Morphing wings are expected to have transformative impact on future transportation and energy systems. To enable analysis and optimization of morphing wings, efficient numerical models are critically important. In this work, we present an accurate and tractable reduced-order model embedded in a genetic-algorithm-based optimization framework. The modeling and optimization framework allows concurrent aerostructural design and flight trajectory optimization of morphing wings considering complete flight missions. The approach is demonstrated on a camber-morphing wing airborne wind energy (AWE) system. The system’s power production capability is improved by enabling wing shape changes, and thus adaptation of the aerodynamic properties through morphing at different flight conditions and operating modes.

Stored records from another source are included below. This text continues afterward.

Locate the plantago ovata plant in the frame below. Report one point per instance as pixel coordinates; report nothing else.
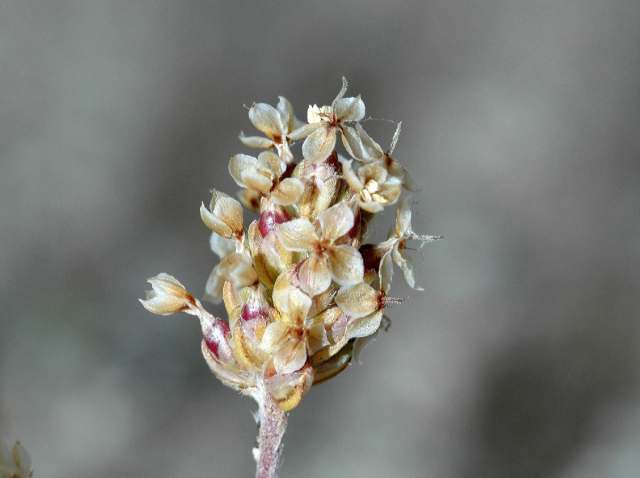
(301, 288)
(15, 461)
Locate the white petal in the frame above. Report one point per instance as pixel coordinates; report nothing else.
(213, 287)
(319, 144)
(258, 180)
(373, 149)
(346, 265)
(349, 109)
(353, 144)
(349, 175)
(221, 246)
(297, 235)
(336, 221)
(291, 357)
(228, 210)
(304, 131)
(163, 304)
(274, 336)
(258, 142)
(269, 161)
(364, 326)
(287, 192)
(403, 219)
(314, 276)
(214, 223)
(358, 300)
(292, 304)
(266, 119)
(372, 171)
(370, 206)
(239, 164)
(286, 113)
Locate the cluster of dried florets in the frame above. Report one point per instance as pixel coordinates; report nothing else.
(300, 286)
(14, 462)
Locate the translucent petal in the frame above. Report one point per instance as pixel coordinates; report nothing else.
(314, 276)
(304, 131)
(164, 283)
(291, 356)
(349, 109)
(346, 265)
(403, 219)
(286, 113)
(358, 300)
(258, 142)
(406, 268)
(271, 162)
(238, 269)
(349, 175)
(239, 164)
(266, 119)
(319, 144)
(274, 336)
(221, 246)
(287, 192)
(336, 221)
(228, 374)
(316, 337)
(250, 199)
(292, 304)
(370, 206)
(163, 304)
(214, 223)
(258, 179)
(391, 191)
(372, 172)
(213, 287)
(364, 326)
(353, 144)
(297, 235)
(228, 210)
(374, 150)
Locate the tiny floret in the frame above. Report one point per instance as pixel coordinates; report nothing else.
(302, 289)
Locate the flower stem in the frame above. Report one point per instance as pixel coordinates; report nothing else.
(273, 423)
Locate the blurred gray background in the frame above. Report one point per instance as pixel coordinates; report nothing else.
(521, 358)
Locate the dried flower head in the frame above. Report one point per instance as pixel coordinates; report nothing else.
(301, 288)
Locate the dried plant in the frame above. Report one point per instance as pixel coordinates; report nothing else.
(301, 288)
(14, 462)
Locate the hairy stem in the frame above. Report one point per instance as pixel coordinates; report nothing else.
(273, 423)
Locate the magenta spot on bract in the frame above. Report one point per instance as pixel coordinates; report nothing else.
(252, 312)
(212, 345)
(288, 171)
(268, 221)
(224, 325)
(370, 257)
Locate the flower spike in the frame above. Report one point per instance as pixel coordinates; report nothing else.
(302, 291)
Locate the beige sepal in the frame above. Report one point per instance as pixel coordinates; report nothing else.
(236, 268)
(167, 296)
(288, 389)
(270, 258)
(230, 374)
(358, 300)
(224, 215)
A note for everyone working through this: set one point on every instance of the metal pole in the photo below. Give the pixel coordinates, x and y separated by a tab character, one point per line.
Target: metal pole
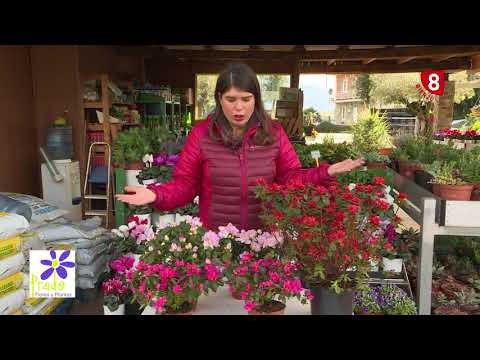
425	257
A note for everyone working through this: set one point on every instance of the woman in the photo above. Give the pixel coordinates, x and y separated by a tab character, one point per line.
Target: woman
224	156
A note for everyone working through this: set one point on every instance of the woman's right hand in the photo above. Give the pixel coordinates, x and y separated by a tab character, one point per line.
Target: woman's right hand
141	196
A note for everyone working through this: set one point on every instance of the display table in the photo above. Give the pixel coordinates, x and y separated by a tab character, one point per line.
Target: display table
221	303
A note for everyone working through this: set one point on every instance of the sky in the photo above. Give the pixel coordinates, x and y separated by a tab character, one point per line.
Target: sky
315	91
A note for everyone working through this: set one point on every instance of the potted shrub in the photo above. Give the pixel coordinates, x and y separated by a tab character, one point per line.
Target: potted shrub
191	243
332	233
376	161
371	132
114	291
396	301
170	289
130	239
266	283
447	182
261	244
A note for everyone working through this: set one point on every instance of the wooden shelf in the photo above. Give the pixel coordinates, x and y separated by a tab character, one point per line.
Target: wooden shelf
92	105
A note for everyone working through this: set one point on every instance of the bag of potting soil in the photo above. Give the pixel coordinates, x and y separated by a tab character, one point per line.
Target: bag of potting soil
11	283
11	302
15	207
12	225
41	210
82	243
10	247
11	265
98	266
56	232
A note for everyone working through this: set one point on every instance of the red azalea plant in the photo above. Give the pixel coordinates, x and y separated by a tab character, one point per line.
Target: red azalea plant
265	284
333	233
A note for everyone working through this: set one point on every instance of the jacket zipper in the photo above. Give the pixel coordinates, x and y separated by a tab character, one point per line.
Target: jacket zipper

The results of this study highlight the potential of the proposed modeling and optimization approach: 1) the power production capability of the investigated AWE system is improved by 46.0% compared to a sequentially optimized wing design; and 2) by exploiting camber morphing to adapt the aerodynamic properties of the wing at different flight conditions, the power production is further increased by 7.8%.

变形翼有望对未来的运输和能源系统产生变革性的影响。为了能够分析和优化变形机翼，高效的数值模型至关重要。在这项工作中，我们提出了一个准确且易于处理的降阶模型，该模型嵌入了基于遗传算法的优化框架中。建模和优化框架允许同时考虑到完整的飞行任务的变形机翼的航空结构设计和飞行轨迹优化。该方法在弧形机翼机载风能（AWE）系统上得到了证明。通过改变机翼形状来改善系统的发电能力，从而通过在不同的飞行条件和操作模式下变形来适应空气动力学特性。这项研究的结果突出了所提出的建模和优化方法的潜力：1）与顺序优化的机翼设计相比，所研究的AWE系统的发电能力提高了46.0％；2）通过利用弯度变形来适应机翼在不同飞行条件下的空气动力学特性，发电量进一步提高了7.8％。